In June's issue of ARTNews, there is a long article about art which only happens once because you, the participant-viewer, happen to be experiencing it. Without you, there is no art. In other words, countless artists today are challenging the definitions of art way beyond the video, performance, installation, happening – all the diverse art creations we have seen proliferate.
By these definitions, is the traditional "art-object" likely to go the way of the dodo? This whole issue has been wandering around in my head as I worked today on a silverpoint drawing. It is all a little ironic. I endeavour, like countless other artists, to create a piece of art that is not only predicated on concepts of art that have existed very nicely, thank you, for at least eight centuries, but I also try to be mindful of doing things in a way such that the archival qualities of the piece are assured to the maximum possible. I have read enough already about the expensive headaches that curators and conservators are having in many museums as they try to preserve the artwork done last century with all sorts of less than permanent materials. Today, too, we read of the technical problems museums and collectors are encountering when they purchase cutting edge videos and other technological marvels. Before too long, the ever-galloping changes in technology leave these pieces high and dry on the flood banks, out-of-date and unusable as the equipment not longer exists. Some collectors are getting careful about requiring the artist to guarantee that the lifespan of the art is ensured.
In our headlong world, I often feel that the actual quality of art has, in recent times, become of secondary importance to the new, the trendy, the cutting edge and thus the attractive flavour of the moment for those who have had lots of money to spend. Considerations of longevity of the art, let alone its potential "timelessness", have seemingly been cast aside on many occasions.

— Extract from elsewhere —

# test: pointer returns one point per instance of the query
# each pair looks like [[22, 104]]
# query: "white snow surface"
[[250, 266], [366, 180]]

As one now reads of the continued strong market shown by blue chip Old Masters and work that has been done in the more traditional media, it makes one wonder : what next? The serious, educated collector will always exist for whatever definitions of art pertain. But what future lies ahead for those of us who quietly go on trying to create art that can, if deemed worthwhile, last for at least a hundred years? One has to hope there will always be enough diversity among the publics of the world to ensure support of all types of art. Always assuming that we are not all collectively shortening our viable time span on earth through climate change... If we are, it becomes pretty academic at some point as to what type of art each of us creates! Perhaps that is the very point of the art which only happens once, when one is lucky enough to exist to experience it. That is worth pondering.